Entrepreneurship is one of the biggest buzz words around the country, extolled by those who believe our high potential entrepreneurs provide an answer to economic recovery for our nation. This claim is backed up by data that demonstrates that the lion’s share of net new jobs are created by startups, or companies less than five years old.
So the question for our region is, “What are we doing to discover, train, accelerate and keep these important business innovators right here in our backyard?”
I am happy to report that our region is doing quite a bit. From garages to university labs to large companies with research departments — we have tremendous innovation to offer the marketplace; real innovation solving real problems. This is inspiring to say the least.
The next step is finding leaders to take these innovations into a business that can actually create economic impact. If you look around this region there are a number of programs, incubators and accelerators that are providing support to entrepreneurial companies to help them increase their odds of success. Programs like the Wichita Technology Corporation, Fast Track and many others across the region are working every day to help startup entrepreneurs take innovation to the marketplace.
Sounds good so far. But once a company has navigated initial startup phase, it enters into the challenges and opportunities of high growth or “scale.” Scale for an entrepreneurial company is where the magic happens in terms of creating true economic punch.
As a region, we should care about the ability of entrepreneurs to scale here at home. If not, the work we did to nurture the early-stage company is most likely harvested someplace else — someplace with the networks and capital to help it achieve its aggressive goals. Someplace that requires a plane ticket.
This time of “high growth” or scale has been the Pipeline focus since our inception in 2007. After five years of working with the region’s highest potential “scalable” entrepreneurs, it has become clear that this group of entrepreneurs want to stay at home as they grow. They want to keep their children in the same school. They want to drive down the streets of their own hometowns feeling they’ve added to the community.
When we ask each one of them what it takes to keep them here, their answer is simple — connection to peers, a robust national network (sometimes global) and capital to fuel their growth.
Pipeline has been working for years to develop strong peer relationships and a powerful national network for our local entrepreneurs. In fact, it is one of the most cherished aspects of our program — both by the alumni and the network around the program.
While our national network may initially be attracted to the region because of Pipeline entrepreneurs, they then meet the many investors, mentors and organizational allies in our region while they work with us. Our local Pipeline allies are then able to bring the power of this network to bear for hundreds more entrepreneurs surrounding the program. That is the ripple effect of this work.
But inevitably these dynamic entrepreneurs will need growth capital to ramp up their businesses to have major impact. At this point, the issue of access to capital becomes the overriding focus for these companies.
The good news is that our network of investors is growing, as well. Our region has the benefit of formal, engaged angel networks that are reaching out to others in neighboring states to work together to fund regional companies. National venture firms are becoming more familiar with our region, opening offices in strategic areas and looking at deals much more readily than five years ago. But certainly we have a long way to go in developing a reliable and systematic method to access growth capital.
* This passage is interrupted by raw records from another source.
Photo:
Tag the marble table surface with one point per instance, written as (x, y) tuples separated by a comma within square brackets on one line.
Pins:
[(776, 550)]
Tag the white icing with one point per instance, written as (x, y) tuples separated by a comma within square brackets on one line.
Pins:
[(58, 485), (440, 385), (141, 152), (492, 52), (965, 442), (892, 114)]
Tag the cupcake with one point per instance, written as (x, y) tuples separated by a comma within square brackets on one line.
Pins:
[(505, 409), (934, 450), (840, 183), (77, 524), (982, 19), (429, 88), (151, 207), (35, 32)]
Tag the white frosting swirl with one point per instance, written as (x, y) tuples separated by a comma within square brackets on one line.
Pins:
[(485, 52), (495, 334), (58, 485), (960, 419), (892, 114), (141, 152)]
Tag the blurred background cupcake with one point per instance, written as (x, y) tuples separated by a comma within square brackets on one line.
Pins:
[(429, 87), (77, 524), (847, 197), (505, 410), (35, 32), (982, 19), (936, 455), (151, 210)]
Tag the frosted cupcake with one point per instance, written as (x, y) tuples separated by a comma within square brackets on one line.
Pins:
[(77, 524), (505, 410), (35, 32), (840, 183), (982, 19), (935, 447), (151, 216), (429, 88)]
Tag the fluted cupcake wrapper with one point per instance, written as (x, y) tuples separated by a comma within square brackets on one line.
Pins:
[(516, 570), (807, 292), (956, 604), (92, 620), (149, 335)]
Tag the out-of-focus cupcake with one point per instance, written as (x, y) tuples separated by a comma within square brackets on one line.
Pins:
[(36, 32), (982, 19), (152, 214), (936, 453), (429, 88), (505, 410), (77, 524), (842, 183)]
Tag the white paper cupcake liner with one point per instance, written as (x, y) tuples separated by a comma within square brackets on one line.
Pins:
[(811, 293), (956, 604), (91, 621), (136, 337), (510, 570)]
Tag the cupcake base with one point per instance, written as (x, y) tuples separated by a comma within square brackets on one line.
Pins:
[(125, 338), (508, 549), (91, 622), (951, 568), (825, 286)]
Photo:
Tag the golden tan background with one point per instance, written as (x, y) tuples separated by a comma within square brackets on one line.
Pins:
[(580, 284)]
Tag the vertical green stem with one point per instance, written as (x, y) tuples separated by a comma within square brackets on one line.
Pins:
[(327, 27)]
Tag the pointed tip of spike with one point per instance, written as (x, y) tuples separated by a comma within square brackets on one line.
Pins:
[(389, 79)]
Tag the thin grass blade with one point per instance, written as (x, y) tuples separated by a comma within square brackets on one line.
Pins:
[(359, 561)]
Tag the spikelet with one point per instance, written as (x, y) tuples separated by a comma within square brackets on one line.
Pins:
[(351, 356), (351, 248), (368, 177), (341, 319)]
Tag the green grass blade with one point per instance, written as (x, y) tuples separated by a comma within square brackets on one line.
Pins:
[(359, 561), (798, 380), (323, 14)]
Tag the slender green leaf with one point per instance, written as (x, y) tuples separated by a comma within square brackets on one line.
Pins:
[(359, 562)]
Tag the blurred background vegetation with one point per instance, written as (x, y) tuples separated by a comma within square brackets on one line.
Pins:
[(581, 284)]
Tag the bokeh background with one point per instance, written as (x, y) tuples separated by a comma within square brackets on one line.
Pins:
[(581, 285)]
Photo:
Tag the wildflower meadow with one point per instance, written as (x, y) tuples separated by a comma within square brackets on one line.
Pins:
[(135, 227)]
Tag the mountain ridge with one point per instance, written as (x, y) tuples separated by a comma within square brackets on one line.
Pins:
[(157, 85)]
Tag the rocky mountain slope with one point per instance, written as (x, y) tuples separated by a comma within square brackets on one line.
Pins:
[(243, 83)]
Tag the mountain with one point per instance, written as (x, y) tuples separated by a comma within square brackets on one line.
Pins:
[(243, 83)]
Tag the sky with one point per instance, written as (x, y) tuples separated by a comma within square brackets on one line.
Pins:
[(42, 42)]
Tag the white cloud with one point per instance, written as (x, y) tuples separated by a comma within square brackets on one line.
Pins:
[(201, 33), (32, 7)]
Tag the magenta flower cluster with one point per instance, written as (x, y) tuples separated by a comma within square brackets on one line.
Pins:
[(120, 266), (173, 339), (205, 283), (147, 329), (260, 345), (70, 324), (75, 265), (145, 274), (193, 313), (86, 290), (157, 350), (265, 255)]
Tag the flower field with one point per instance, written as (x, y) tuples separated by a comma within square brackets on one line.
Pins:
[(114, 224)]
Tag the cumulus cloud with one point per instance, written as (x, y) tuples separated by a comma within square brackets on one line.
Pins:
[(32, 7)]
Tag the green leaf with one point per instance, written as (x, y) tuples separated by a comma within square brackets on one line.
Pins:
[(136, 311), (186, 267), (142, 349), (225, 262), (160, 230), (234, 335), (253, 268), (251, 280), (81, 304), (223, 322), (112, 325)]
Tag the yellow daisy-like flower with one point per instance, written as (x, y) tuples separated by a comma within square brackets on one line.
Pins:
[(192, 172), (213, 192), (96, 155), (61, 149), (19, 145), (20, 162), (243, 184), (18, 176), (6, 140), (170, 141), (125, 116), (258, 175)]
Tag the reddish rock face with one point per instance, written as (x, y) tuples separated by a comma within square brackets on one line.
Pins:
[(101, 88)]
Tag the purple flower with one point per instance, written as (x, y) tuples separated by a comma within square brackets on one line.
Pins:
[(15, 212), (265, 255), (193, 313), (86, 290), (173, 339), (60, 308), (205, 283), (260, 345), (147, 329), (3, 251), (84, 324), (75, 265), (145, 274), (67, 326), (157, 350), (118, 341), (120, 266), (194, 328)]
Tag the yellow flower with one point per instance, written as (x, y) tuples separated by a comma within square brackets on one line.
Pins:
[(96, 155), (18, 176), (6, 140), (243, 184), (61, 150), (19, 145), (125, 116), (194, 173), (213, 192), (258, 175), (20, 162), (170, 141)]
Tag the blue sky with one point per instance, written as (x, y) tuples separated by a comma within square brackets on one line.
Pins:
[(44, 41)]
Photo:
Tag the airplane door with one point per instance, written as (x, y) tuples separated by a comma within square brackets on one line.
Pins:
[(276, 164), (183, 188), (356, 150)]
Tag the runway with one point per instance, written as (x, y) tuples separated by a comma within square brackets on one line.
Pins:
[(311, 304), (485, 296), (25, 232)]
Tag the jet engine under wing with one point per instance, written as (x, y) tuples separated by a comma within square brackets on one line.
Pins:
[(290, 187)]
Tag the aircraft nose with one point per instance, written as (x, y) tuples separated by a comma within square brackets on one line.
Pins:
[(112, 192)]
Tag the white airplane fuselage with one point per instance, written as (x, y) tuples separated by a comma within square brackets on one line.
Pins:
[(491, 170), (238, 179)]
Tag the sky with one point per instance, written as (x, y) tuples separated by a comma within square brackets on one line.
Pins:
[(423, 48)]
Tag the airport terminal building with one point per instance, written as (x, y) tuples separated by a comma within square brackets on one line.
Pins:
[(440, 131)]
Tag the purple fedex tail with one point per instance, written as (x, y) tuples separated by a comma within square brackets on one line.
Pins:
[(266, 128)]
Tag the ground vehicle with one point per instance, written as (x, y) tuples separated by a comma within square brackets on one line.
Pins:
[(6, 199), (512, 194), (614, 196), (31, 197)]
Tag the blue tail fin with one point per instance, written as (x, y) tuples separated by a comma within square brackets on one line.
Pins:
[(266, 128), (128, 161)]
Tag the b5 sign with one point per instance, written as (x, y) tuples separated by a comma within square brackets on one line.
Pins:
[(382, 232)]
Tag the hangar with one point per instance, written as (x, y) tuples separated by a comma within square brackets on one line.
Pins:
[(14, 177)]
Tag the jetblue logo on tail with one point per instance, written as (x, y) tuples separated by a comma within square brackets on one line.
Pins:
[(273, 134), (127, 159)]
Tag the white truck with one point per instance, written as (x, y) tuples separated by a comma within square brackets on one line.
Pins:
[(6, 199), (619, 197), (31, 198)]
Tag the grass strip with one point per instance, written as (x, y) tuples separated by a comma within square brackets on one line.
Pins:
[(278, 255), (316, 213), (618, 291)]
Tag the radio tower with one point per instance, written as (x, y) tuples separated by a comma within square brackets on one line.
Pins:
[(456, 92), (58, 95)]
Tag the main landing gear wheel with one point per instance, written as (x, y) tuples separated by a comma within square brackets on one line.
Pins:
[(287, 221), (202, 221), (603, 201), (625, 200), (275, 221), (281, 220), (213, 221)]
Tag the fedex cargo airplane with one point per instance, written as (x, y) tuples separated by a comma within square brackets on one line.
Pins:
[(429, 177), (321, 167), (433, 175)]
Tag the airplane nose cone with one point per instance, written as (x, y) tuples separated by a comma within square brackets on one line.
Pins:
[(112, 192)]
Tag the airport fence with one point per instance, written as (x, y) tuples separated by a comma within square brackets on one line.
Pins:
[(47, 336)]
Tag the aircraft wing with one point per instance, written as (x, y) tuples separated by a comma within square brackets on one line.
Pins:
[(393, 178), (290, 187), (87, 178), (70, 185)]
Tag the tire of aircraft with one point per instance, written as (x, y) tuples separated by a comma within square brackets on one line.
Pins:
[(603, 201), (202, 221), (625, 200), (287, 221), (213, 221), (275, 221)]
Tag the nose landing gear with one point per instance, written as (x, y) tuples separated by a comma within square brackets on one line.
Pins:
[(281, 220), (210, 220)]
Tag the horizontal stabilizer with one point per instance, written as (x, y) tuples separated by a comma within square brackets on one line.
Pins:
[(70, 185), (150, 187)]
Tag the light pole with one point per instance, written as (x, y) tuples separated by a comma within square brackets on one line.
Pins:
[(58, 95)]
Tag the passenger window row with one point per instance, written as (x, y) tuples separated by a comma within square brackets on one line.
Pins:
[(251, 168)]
It is hard work to encourage and propel high growth firms — and according to the most recent States New Economy Index (I.T.I.F, 2010) our region has a long way to go. However, we have planted the seeds for this growth and have passionate leaders working to see results from this effort.
It is imperative that more of our citizens engage in this effort. Whether you are a potential investor, mentor, entrepreneur, connector or advocate — we need all of our smart, passionate believers in entrepreneurs to work together to support our engines of growth and innovation.
It’s a critical time for growth. We have partners and programs working together in collaboration, and we have talented entrepreneurs becoming trained and connected.
But we can’t stop now. We’re only part of the way home.